By Alexandra Molotkow | Photography by Jess Baumung
At approximately 4 a.m. last Nuit Blanche, some friends and I filed into the brightly lit New Ho King on Spadina for heaping plates of General Tso chicken and hunan tofu. Similarly wired Nuit Blanchers squeezed past our chairs and guffawed loudly from neighbouring tables. The mood was celebratory and a little overwhelming, and by the time we left an hour later, stomachs full, there was still a lineup.
One mark of a great city is that its citizens can purchase a decent meal whenever they want, or a roll of aluminum foil whenever they happen to need it. Or play a game of five-pin whenever they’re feeling spontaneous (Rexdale Bowlerama is open till 4 a.m.). By this standard, Toronto is now officially a 24-hour city, accommodating all sleep schedules with a booming all-night culture.
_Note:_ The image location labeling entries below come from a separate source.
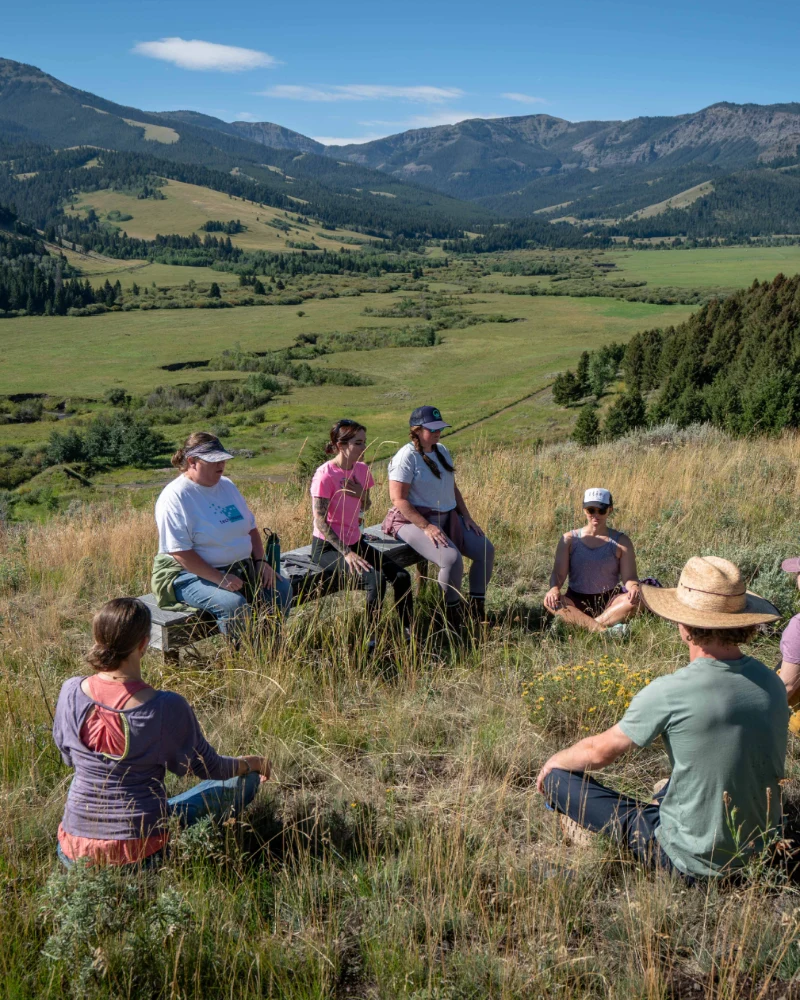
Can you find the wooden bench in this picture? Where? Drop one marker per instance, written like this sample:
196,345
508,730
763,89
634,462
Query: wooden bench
171,630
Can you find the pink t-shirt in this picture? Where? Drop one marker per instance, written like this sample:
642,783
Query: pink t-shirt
344,509
790,641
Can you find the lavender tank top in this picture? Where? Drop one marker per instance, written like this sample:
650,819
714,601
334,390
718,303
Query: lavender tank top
593,571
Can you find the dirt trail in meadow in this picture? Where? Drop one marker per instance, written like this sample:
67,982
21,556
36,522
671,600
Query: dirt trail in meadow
503,409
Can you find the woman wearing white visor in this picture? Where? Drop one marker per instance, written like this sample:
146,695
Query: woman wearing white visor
598,560
206,527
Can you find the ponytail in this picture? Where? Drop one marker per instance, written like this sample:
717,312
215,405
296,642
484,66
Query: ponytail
414,435
341,432
179,460
118,628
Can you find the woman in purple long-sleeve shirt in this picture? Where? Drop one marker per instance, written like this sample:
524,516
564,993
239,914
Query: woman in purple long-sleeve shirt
121,736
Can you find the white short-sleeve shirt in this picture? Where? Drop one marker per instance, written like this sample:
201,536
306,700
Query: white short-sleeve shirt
215,521
408,466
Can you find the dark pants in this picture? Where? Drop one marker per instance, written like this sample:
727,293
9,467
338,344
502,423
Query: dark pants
374,581
602,810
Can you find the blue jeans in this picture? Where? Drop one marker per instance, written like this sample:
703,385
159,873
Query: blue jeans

It used to be that the only options were a handful of diners—The Lakeview, Fran’s and Vesta Lunch—or a quick taquito from one of our 19 7-Elevens. They’re now joined by restaurants you might actually visit during normal-person hours. The King West party crowd can rely on the Thompson Hotel for break-of-dawn burgers and Reggie’s Old Fashioned Sandwiches for the old-fashioned sandwiches one needs before staggering home to pass out beside the toilet. The County General, which took over Oddfellows’ old space last fall, is open until 3 a.m. from Thursday to Saturday, which is great for when you can’t sleep but don’t want to feel like the whole world is dead. Whenever I walk by, the sidewalk outside is clogged with belligerent men, and women in fearfully high heels. Sometimes I join them; more often than not I hike up to New Ho for the greasy, delicious carbs I know and love. It’s great to have options, even when you’re a creature of habit.